Judge strikes down N.D. fetal heartbeat abortion law
BISMARCK – A federal judge on Wednesday struck down a North Dakota law that would ban fetal-heartbeat abortions, calling it “an invalid and unconstitutional law” that would ban nearly all abortions at the state’s only clinic providing the procedure.
U.S. District Court Judge Daniel Hovland wrote in his ruling that after a careful review of the entire record, “there is no question that North Dakota House Bill 1456 is in direct contradiction” of U.S. Supreme Court case law.
“The North Dakota strict ban on abortions at the time when a ‘heartbeat’ has been detected – essentially banning all abortions as early as six weeks of pregnancy – cannot withstand a constitutional challenge,” he wrote.
Approved by state lawmakers about a year ago, the bill would make it a Class C felony for a doctor to perform an abortion if the fetus has a detectable heartbeat.

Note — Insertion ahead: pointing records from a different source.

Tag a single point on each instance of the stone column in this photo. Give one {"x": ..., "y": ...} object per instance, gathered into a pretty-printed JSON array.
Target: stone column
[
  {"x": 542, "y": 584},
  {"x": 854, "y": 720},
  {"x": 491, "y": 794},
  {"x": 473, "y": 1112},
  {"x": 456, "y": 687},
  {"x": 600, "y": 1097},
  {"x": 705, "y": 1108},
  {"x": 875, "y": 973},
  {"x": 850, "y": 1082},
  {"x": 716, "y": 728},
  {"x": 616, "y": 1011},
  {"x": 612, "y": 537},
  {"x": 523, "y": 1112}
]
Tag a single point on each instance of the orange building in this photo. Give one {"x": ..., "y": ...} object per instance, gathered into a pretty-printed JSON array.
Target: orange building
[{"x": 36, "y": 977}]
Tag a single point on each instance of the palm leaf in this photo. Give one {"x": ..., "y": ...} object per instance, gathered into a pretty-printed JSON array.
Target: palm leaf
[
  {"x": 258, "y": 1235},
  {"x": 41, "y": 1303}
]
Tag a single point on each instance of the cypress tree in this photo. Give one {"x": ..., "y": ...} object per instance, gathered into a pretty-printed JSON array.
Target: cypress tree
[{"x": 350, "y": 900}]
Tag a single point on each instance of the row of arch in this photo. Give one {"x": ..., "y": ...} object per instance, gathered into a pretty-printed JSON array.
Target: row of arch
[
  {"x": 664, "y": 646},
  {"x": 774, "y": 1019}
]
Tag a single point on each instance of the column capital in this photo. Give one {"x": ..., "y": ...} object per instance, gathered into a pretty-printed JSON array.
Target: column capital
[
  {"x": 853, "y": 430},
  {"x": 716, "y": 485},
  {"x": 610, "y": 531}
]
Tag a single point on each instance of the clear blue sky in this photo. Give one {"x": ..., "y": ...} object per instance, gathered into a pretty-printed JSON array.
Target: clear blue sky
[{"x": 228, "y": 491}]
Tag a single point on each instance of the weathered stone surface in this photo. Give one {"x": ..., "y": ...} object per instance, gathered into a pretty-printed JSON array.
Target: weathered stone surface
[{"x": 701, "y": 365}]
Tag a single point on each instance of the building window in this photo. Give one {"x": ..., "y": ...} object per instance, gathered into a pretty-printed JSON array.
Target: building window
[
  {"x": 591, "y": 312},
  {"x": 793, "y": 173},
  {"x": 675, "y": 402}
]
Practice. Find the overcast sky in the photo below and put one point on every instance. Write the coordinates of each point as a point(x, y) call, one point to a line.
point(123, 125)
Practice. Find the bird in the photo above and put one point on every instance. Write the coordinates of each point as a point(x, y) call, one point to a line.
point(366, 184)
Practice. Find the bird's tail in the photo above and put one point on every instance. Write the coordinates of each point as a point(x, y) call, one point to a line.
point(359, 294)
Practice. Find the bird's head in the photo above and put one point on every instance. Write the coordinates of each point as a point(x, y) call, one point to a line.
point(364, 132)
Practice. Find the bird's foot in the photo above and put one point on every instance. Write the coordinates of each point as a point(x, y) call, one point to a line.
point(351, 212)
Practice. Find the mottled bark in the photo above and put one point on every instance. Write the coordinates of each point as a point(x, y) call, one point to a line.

The New York-based Center for Reproductive Rights filed a legal challenge in June on behalf of the Red River Women’s Clinic in Fargo.
Hovland granted a preliminary injunction in July that temporarily blocked the bill from taking effect, calling it “clearly an invalid and unconstitutional law.”
Special Assistant Attorney General Daniel Gaustad of Grafton said earlier this month that if Hovland didn’t grant a trial on the lawsuit, the state would appeal to a federal appeals court “and if need be to the Supreme Court.”
The law was one of four abortion laws passed by the Legislature last year. In signing three of the laws, Gov. Jack Dalrymple called them “a legitimate attempt by a state legislature to discover the boundaries of Roe v. Wade.”
Of the four laws, the only one not to face a legal challenge was a ban on abortion after more than 20 weeks into the pregnancy. The Center for Reproductive Rights has said the Fargo clinic doesn’t have legal standing to fight the 20-week law because it only performs abortions up to 16 weeks of pregnancy.